Results We show that T. maritimum transcriptomic landscape during infection is characterized by an enhancement of antibiotic catalytic and glucan catalytic functions while decreasing specific sulphate assimilation process, compared to in vitro cultures. Simultaneously, fish host display a large palette of immune effectors, notably involving innate response and triggering acute inflammatory response.
In addition, results suggest that fish activate adaptive immune response visible through stimulation of T-helper cells, Th17, with congruent reduction of Th2 and T-regulatory cells. Fish were however largely sensitive to infection, and less than 25% of them survived after 96hpi. These surviving fish showed no evidence of stress (cortisol levels) as well as no significant difference in microbiome diversity compared to control at the same sampling time.

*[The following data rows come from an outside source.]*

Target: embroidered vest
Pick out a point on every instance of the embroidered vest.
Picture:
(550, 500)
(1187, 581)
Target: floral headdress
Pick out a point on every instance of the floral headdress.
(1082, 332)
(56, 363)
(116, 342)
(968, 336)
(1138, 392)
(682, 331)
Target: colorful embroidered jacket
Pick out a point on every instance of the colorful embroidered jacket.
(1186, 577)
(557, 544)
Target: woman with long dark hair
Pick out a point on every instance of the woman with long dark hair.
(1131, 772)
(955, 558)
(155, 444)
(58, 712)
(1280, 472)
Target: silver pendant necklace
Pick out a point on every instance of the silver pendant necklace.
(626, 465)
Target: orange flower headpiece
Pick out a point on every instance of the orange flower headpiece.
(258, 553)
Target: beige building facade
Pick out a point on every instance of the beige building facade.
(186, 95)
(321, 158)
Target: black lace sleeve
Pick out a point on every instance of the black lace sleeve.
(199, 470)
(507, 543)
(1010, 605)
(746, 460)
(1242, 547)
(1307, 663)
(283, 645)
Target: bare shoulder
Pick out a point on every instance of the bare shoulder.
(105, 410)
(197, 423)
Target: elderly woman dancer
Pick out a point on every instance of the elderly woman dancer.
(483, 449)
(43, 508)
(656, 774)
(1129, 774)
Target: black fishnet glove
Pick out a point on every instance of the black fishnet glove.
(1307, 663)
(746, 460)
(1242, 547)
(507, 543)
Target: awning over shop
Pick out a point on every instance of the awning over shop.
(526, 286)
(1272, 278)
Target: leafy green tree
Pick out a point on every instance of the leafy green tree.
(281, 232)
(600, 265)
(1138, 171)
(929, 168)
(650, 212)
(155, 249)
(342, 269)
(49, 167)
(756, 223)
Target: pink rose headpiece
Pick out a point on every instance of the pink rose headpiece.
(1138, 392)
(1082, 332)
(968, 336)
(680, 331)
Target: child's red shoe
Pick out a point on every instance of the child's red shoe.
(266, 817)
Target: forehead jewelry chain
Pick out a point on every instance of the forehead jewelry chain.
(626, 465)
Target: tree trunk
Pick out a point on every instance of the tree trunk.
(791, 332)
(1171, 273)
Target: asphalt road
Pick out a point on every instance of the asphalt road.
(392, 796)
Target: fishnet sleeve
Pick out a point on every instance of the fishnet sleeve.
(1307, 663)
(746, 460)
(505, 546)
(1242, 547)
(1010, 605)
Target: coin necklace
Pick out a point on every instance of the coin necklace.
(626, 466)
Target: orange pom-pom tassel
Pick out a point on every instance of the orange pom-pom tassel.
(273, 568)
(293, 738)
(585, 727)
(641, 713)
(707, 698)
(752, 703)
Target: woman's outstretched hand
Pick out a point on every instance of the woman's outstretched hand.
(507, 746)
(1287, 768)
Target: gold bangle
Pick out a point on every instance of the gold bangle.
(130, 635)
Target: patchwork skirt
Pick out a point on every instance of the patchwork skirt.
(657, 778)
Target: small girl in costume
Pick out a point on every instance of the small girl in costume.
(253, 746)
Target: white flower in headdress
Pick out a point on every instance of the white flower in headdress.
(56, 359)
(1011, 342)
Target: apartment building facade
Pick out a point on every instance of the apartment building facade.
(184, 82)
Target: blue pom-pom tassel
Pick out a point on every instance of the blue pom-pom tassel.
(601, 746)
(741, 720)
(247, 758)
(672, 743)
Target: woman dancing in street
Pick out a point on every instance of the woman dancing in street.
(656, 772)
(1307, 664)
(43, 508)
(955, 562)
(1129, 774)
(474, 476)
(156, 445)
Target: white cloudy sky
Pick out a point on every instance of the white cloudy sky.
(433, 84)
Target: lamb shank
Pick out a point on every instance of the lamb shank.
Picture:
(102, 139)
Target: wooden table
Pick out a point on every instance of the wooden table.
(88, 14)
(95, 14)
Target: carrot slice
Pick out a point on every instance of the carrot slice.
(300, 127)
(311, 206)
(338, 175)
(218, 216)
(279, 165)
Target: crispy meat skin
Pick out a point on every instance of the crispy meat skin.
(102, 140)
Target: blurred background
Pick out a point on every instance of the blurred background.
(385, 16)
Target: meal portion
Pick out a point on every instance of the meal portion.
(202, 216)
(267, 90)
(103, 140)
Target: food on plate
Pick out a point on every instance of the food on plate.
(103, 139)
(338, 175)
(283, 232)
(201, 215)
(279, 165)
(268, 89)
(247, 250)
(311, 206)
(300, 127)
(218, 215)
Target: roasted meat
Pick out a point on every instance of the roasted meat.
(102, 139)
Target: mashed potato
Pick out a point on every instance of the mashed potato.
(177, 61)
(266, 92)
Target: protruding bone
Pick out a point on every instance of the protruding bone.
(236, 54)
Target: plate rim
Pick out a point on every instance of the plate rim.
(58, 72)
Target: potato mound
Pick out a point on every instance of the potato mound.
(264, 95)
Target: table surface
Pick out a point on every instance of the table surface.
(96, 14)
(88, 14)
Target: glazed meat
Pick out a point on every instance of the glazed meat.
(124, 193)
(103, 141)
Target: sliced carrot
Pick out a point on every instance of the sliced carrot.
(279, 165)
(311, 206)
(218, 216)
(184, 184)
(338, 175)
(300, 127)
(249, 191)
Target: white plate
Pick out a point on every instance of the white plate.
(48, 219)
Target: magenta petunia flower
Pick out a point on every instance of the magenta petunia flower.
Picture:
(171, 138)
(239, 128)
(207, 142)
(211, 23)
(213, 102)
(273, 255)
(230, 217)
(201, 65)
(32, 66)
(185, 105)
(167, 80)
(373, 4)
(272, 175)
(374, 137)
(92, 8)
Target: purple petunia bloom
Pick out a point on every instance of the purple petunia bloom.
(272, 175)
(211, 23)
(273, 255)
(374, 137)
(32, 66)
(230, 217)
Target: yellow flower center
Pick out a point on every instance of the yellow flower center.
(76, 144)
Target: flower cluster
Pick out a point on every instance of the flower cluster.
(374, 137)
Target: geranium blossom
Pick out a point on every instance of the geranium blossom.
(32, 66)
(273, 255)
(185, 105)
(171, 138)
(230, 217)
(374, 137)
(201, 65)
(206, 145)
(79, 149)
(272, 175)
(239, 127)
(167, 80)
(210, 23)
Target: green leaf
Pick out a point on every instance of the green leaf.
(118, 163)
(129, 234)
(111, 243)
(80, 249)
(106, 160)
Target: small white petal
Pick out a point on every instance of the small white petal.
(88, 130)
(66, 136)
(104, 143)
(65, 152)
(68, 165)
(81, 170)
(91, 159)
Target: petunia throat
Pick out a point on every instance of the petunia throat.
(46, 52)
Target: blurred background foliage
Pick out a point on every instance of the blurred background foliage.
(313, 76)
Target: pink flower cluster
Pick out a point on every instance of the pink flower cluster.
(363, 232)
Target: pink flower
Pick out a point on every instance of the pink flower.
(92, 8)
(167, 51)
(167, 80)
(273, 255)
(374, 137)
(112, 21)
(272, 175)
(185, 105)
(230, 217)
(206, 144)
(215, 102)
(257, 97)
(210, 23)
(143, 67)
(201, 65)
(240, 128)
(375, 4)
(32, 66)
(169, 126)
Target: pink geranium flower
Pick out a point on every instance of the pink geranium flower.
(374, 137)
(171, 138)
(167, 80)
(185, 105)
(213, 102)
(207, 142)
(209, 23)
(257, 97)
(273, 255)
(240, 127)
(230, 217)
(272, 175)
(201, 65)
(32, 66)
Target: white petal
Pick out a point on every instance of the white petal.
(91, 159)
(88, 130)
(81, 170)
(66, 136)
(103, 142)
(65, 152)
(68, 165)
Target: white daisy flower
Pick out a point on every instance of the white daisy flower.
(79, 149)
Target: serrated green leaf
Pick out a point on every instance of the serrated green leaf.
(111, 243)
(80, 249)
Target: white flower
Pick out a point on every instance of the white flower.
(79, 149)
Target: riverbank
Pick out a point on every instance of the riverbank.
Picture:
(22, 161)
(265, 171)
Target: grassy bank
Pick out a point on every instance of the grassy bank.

The presence of Tenacibaculum in resistant fish skin and the total absence of any skin lesion suggest that these fish did not escape contact with the pathogen but rather prevent the pathogen entry. In these individuals we detected the up-regulation of specific immune-related genes differentiating resistant from control at 96hpi, which suggests a possible genomic basis of resistance while no genetic variations in coding regions was reported.
Conclusion Here we refine the interplay between common fish pathogens and host immune response during experimental infection. We further highlight key actors of defense response, pathogenicity and possible genomic bases of resistance to T. maritimum.